Imaginez-vous à Buenos Aires, au cœur d’une manifestation où des retraités brandissent des pancartes, leurs visages marqués par la colère et l’inquiétude. Pourquoi ? Le président argentin, Javier Milei, vient de poser son veto à une loi visant à augmenter les pensions de retraite, une décision qui secoue le pays. Cette mesure, approuvée par une majorité au Congrès, promettait un léger mieux pour des millions de retraités confrontés à une crise économique sans précédent. Mais pour Milei, cette loi menace l’équilibre fiscal qu’il défend avec acharnement. Alors, que se passe-t-il en Argentine, et quelles sont les conséquences de ce bras de fer politique ?
Un Veto qui Fait des Vagues
En juillet dernier, le Congrès argentin a voté une loi visant à revaloriser les retraites de 7,2 %, tout en ajoutant une allocation mensuelle de 40 000 pesos, soit environ 30 dollars. Ce n’était pas une révolution, mais un coup de pouce pour des retraités dont plus de 70 % vivent avec une pension minimale de 275 dollars par mois, bien en-dessous du seuil de pauvreté. Pourtant, le président Milei a choisi de bloquer cette mesure, arguant qu’elle compromettait sa politique d’austérité. Selon un communiqué officiel, cette loi, jugée « irresponsable », n’indiquait pas clairement l’origine des fonds nécessaires, risquant ainsi de déséquilibrer les finances publiques.

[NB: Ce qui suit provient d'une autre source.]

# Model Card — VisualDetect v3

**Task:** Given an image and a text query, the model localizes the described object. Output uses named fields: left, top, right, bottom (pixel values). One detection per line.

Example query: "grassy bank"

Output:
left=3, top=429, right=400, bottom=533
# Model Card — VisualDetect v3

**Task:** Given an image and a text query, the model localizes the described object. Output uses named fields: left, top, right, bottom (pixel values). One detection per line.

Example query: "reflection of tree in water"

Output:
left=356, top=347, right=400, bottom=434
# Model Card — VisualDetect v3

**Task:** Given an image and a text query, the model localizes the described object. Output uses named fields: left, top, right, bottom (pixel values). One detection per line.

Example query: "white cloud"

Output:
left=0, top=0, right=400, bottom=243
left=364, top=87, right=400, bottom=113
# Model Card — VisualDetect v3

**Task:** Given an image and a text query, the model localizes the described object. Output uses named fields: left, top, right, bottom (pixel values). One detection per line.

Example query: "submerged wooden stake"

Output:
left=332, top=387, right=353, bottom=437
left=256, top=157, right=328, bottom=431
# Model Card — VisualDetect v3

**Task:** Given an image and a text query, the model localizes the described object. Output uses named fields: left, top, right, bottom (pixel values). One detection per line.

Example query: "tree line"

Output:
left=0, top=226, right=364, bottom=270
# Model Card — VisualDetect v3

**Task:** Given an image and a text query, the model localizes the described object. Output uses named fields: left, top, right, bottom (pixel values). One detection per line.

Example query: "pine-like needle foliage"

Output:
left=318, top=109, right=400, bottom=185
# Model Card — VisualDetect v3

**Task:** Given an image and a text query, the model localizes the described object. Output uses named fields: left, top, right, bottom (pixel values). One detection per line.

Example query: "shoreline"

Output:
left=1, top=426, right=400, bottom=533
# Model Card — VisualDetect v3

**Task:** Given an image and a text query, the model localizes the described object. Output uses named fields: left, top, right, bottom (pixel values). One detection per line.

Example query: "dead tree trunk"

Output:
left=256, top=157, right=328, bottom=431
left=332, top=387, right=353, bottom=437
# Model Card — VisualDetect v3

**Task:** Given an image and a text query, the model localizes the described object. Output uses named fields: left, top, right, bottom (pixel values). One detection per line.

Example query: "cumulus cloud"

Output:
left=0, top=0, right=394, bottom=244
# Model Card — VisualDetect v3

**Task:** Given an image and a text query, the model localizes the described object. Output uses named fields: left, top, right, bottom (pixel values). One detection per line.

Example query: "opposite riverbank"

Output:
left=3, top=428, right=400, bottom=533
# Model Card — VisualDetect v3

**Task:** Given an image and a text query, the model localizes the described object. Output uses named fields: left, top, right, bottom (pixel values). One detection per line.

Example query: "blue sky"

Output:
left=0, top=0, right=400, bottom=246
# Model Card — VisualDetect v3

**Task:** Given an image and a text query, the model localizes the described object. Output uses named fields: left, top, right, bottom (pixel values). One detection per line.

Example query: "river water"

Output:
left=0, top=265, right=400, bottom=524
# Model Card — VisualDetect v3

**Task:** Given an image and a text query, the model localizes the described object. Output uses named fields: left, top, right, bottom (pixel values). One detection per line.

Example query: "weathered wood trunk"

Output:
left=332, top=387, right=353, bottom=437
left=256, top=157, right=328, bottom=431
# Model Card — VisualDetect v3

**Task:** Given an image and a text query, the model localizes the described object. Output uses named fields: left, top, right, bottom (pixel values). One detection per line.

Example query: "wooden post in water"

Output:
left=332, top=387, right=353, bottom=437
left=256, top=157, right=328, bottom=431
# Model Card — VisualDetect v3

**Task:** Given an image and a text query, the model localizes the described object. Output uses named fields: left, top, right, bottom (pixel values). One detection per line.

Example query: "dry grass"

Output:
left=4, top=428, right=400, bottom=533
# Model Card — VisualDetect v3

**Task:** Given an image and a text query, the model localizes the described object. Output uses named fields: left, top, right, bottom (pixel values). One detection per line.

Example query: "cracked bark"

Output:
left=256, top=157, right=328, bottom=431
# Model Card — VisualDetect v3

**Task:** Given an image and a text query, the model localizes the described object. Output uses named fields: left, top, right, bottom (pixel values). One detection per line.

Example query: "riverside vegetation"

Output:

Ce n’est pas la première fois que Milei utilise son veto. En août 2024, il avait déjà bloqué une autre revalorisation des pensions, consolidant sa réputation de dirigeant inflexible. Mais ce dernier veto, officialisé au bulletin officiel, a ravivé les tensions dans un pays où l’inflation galopante et la précarité touchent durement les plus vulnérables.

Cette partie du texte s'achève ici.